In the test set, the number of positive axillary nodes was known for 2,115 patients. Of these, 325 had four or more positive axillary lymph nodes, from which 313 met the remaining eligibility criteria for inclusion. Scoring was possible for all eight of the biomarkers assessed for 227 of these 313 patients. Baseline clinical, pathological and treatment details are shown in Table 1 for the 313-patient overall test set cohort and for the 227-patient subgroup with complete biomarker scores. The 227-patient subgroup did not differ from the 313-patient overall group with respect to median RFS (5.2 years (95% confidence interval (CI) 3.6 to 6.9) and 5.2 years (3.9 to 6.5), respectively) or overall survival (6.6 years (5.2 to 8.0) and 6.7 years (5.7 to 7.8), respectively).

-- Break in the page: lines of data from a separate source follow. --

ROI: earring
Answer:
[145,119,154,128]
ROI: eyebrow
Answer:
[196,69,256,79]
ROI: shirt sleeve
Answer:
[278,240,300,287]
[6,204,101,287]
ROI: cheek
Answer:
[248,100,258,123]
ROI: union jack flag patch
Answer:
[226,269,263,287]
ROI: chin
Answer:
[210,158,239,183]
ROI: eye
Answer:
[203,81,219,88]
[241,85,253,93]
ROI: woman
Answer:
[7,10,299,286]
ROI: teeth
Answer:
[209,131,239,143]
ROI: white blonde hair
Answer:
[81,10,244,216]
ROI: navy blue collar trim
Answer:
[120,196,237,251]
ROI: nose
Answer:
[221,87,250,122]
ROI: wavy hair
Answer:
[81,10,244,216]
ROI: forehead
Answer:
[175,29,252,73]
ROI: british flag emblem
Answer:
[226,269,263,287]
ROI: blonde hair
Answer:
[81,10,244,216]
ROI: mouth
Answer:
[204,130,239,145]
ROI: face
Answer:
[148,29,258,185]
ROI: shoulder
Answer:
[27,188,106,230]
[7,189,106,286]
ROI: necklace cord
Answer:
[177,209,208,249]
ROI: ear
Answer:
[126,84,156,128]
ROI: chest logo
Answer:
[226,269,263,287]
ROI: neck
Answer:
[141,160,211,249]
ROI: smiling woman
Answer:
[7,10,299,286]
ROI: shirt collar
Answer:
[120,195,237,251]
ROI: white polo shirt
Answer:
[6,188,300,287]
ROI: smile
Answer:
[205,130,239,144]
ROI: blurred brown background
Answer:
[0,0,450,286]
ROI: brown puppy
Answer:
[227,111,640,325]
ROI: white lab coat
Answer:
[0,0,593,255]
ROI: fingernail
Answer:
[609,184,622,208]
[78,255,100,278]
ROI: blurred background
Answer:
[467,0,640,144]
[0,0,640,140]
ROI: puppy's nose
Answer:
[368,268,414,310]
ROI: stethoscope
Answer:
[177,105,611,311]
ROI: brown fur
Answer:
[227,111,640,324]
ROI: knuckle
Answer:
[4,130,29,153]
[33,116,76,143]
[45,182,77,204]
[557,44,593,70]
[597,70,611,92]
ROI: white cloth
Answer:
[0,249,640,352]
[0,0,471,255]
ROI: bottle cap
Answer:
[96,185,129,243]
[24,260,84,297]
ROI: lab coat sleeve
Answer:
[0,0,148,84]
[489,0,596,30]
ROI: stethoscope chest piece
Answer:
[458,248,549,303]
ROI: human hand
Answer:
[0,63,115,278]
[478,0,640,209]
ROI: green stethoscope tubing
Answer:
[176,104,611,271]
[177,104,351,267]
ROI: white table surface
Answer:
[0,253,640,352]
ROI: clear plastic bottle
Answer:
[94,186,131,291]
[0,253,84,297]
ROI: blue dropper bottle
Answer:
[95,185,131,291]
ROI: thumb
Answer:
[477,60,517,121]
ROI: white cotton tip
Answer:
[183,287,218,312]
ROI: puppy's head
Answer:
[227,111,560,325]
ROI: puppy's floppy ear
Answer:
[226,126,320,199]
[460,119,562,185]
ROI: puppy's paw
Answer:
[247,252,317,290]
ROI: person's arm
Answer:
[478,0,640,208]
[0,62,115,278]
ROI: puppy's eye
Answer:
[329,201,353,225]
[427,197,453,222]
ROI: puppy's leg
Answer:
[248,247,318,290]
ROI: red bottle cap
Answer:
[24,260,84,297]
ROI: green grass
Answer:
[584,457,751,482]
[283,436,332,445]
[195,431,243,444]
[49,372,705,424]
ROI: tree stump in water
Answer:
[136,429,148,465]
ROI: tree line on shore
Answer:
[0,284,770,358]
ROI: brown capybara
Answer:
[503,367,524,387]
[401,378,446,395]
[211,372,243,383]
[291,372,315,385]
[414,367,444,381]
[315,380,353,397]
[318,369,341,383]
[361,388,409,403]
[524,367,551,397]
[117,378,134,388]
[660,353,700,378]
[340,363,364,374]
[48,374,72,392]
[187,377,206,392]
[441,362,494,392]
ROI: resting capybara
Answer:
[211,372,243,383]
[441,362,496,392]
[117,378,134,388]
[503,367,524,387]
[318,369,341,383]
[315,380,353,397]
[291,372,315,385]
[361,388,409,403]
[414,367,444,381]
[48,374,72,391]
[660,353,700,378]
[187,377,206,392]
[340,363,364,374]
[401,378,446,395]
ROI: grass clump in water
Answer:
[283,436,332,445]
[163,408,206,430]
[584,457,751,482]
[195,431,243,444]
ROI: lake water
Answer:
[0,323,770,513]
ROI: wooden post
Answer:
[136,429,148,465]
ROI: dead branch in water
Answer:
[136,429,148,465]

Table 1 Frequencies of conventional prognostic factors and adjuvant treatments in the test set

Univariate analysis of conventional prognostic markers was performed with respect to RFS in the test set (Table 2). Increasing tumor grade (grade 3 versus 1 or 2), increasing tumor size, negative baseline pathological ER status, presence of lymphovascular invasion and increasing percentage of positive axillary nodes were predictive of inferior outcome with respect to RFS. In multivariate Cox regression analysis, baseline pathological ER status (P = 0.0005) and tumor size (P = 0.03) retained prognostic significance (Table 3).

Table 2 Univariate analysis of relapse-free survival for conventional prognostic factors in the test set cohort
Table 3 Multivariate analysis for relapse-free survival in the test set cohort of baseline prognostic factors

The prognostic value of eight biomarkers determined by immunohistochemistry with TMA was assessed. In univariate analysis within the test set (Table 4), increased expression of EGFR, Ki-67, p53 and CA IX, and lower expression of ER and PR, indicated poorer prognosis with respect to RFS. Increased expression of HER2 and CK5/6 did not significantly predict outcomes. In multivariate Cox regression analysis inclusive of all eight biomarkers, PR (P = 0.006), Ki-67 (P = 0.001) and CA IX (P = 0.03) retained independent prognostic significance in the test set (Table 5).

Table 4 Univariate analysis of relapse-free survival for immunohistochemical biomarkers in the test and validation sets
Table 5 Multivariate analysis of relapse-free survival in the test set for all eight tissue microarray biomarkers

Univariate analysis of RFS outcomes was repeated for the same eight biomarkers within the validation set (Table 4). In this cohort, 289 had four or more positive axillary lymph nodes and met the eligibility criteria, with 219 having data for all eight biomarkers for analysis. Biomarkers reaching statistical significance with respect to RFS in the validation set were ER, PR, HER2 EGFR, CA IX and CK5/6.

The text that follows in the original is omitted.